No-one was quite sure what Web 2.0 was when the term was first used. Did it refer to the technology behind Google Maps? This revolutionary approach allowed the server to update the browser as you dragged your cursor around the map, without having to press Submit to get a new response. Did Web 2.0 refer to user generated content such as blogs and wikis (and much later, social media like Twitter and Facebook)? No one really knew then, or really knows now. (Even Wikipedia, at the end of November 2010, is not sure about it, saying in its Web 2.0 article “This article needs attention from an expert on the subject.”)

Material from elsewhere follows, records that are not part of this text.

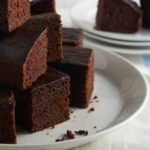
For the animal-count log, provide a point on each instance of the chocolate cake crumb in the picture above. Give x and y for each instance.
(98, 131)
(91, 109)
(59, 140)
(70, 135)
(82, 132)
(95, 97)
(72, 111)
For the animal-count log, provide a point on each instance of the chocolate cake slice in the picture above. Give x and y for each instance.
(78, 63)
(42, 6)
(46, 103)
(13, 13)
(7, 117)
(146, 13)
(72, 37)
(23, 57)
(121, 16)
(53, 23)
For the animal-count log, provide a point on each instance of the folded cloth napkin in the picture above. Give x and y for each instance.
(136, 134)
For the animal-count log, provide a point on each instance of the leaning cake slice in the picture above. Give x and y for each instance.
(46, 103)
(78, 63)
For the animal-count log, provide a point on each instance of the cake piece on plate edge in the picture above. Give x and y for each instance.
(7, 116)
(46, 103)
(78, 63)
(72, 37)
(13, 14)
(120, 16)
(24, 54)
(52, 21)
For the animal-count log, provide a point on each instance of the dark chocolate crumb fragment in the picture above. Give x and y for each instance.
(91, 109)
(70, 135)
(98, 131)
(59, 140)
(82, 132)
(95, 97)
(72, 111)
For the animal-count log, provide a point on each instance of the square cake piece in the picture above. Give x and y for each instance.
(53, 22)
(23, 57)
(78, 63)
(42, 6)
(72, 37)
(145, 4)
(46, 103)
(7, 117)
(13, 13)
(120, 16)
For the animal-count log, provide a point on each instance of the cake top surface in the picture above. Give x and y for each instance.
(42, 19)
(5, 95)
(77, 56)
(71, 34)
(51, 75)
(14, 47)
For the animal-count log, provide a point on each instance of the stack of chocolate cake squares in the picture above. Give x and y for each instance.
(43, 68)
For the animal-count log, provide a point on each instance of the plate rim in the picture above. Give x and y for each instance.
(104, 34)
(118, 42)
(117, 49)
(104, 131)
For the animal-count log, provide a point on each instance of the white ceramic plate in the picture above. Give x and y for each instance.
(83, 16)
(122, 93)
(118, 42)
(92, 43)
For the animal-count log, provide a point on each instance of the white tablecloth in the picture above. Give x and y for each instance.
(136, 134)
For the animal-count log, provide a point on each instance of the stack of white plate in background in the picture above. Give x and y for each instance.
(83, 16)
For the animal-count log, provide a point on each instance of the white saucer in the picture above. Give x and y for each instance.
(92, 43)
(117, 42)
(122, 94)
(83, 16)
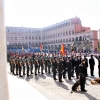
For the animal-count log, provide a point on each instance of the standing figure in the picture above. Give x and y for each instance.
(64, 67)
(92, 63)
(36, 66)
(54, 68)
(28, 68)
(20, 68)
(99, 66)
(60, 69)
(73, 65)
(82, 72)
(69, 67)
(77, 62)
(86, 63)
(42, 65)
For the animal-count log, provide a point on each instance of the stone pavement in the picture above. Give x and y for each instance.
(53, 90)
(19, 89)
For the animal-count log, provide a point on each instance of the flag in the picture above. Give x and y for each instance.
(99, 46)
(41, 47)
(62, 50)
(22, 48)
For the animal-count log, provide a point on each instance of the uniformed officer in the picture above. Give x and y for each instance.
(73, 65)
(64, 67)
(86, 63)
(60, 69)
(92, 63)
(82, 73)
(77, 62)
(69, 67)
(99, 66)
(54, 68)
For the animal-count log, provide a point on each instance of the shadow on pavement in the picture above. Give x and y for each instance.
(90, 97)
(62, 85)
(69, 81)
(49, 75)
(42, 76)
(36, 78)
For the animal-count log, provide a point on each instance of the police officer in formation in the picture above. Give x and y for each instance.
(92, 63)
(82, 74)
(39, 64)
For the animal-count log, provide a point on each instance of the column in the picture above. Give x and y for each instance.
(3, 72)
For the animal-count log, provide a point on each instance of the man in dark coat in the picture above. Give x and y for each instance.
(54, 68)
(77, 62)
(73, 65)
(69, 67)
(86, 63)
(99, 66)
(60, 69)
(82, 72)
(64, 67)
(92, 63)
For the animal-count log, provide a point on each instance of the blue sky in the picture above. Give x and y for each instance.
(42, 13)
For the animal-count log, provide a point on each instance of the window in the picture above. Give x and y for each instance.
(73, 31)
(73, 39)
(22, 38)
(26, 37)
(76, 39)
(67, 40)
(69, 32)
(32, 37)
(63, 33)
(66, 33)
(80, 38)
(63, 40)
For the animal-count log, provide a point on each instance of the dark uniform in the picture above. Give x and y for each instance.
(69, 68)
(73, 65)
(36, 65)
(64, 68)
(20, 66)
(54, 68)
(82, 72)
(99, 66)
(60, 69)
(92, 63)
(86, 63)
(77, 62)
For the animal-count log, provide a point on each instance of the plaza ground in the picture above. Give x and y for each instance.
(43, 87)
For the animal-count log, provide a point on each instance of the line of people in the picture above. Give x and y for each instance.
(72, 65)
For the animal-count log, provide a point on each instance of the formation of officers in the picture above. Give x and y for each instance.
(29, 64)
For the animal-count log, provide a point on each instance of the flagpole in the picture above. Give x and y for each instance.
(3, 52)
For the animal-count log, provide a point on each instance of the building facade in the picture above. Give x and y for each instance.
(70, 32)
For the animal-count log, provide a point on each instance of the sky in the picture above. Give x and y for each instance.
(42, 13)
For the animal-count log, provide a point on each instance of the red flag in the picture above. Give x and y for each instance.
(41, 47)
(22, 48)
(62, 50)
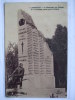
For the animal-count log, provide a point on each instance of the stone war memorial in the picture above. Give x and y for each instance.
(36, 57)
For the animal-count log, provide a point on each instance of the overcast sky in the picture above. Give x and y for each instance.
(45, 20)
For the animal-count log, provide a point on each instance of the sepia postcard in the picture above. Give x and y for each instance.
(36, 49)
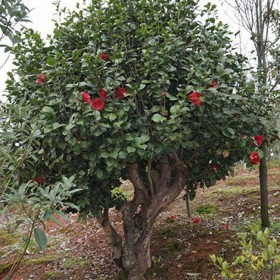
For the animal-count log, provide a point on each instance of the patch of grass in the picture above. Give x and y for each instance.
(43, 259)
(236, 190)
(206, 209)
(156, 271)
(273, 163)
(172, 246)
(74, 263)
(53, 275)
(5, 266)
(169, 230)
(8, 238)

But Web 2.0 was exciting, and indeed the subject of trademark claims. We all knew Web 2.0 was not Web 1.0 (which only existed as a counterpoint to Web 2.0 – no-one used Web 1.0 before Web 2.0 was coined). Web 1.0 was the old web, the static web pages, boring forms with submit buttons – nothing changed unless the whole page changed, and basically you read Web 1.0, and someone else wrote it. Web 2.0 was exciting because it was dynamic, and maybe even you helped write it, even if we didn’t know exactly what it was.

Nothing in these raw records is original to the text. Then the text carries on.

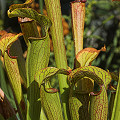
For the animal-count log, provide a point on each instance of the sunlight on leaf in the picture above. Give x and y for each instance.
(45, 73)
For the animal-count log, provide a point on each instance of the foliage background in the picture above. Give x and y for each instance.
(102, 26)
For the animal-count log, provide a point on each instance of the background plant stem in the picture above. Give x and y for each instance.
(116, 108)
(54, 13)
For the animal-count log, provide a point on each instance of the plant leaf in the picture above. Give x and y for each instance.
(116, 107)
(24, 5)
(114, 76)
(7, 40)
(45, 73)
(87, 55)
(51, 104)
(11, 66)
(44, 21)
(92, 72)
(99, 105)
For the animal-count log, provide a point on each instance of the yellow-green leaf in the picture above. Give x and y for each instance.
(11, 66)
(45, 73)
(24, 5)
(87, 55)
(99, 106)
(44, 21)
(51, 104)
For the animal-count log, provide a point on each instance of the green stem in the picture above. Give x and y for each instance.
(54, 13)
(41, 6)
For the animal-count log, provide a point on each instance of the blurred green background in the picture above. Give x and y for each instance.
(102, 26)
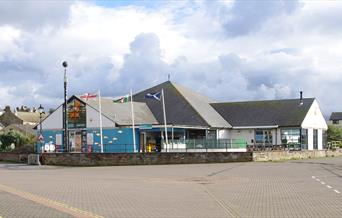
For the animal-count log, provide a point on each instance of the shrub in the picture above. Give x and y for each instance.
(19, 140)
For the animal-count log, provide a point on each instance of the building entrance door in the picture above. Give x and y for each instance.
(75, 141)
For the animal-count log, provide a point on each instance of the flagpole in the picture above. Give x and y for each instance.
(100, 109)
(166, 139)
(133, 127)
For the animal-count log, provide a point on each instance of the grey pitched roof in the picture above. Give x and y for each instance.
(202, 105)
(336, 116)
(183, 106)
(24, 129)
(120, 113)
(287, 112)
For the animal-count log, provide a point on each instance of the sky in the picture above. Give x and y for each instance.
(228, 50)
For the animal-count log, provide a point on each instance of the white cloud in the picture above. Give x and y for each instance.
(226, 50)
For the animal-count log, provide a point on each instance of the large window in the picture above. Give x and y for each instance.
(290, 137)
(76, 114)
(304, 139)
(315, 139)
(263, 136)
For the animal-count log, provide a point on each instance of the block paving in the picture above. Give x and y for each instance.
(268, 189)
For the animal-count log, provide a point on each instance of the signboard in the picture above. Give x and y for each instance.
(41, 138)
(145, 126)
(90, 138)
(58, 139)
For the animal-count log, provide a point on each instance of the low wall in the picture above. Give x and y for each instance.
(289, 155)
(13, 157)
(114, 159)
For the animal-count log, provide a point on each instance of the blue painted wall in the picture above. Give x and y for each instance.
(115, 140)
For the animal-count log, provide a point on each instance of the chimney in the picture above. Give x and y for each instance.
(301, 98)
(7, 109)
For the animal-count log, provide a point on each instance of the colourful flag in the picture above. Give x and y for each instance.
(154, 96)
(122, 99)
(88, 95)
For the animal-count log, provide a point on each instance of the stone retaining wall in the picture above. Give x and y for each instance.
(289, 155)
(115, 159)
(13, 157)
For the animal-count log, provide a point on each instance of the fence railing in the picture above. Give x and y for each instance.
(205, 144)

Then someone coined the phrase Web 3.0. This is never really caught on except with uber geeks, and I think it refers to semantic web technologies, where computers can read online data and make sense of it. The whole march of 1.0, 2.0, 3.0 then seemed to peter out.
Until now that is … Apparently the Marketplace Economy blog is called “Economy 4.0”. There is just too much wrong with this to spill ink (or bits) on it. Just don’t let me catch anyone doing anything 5.0.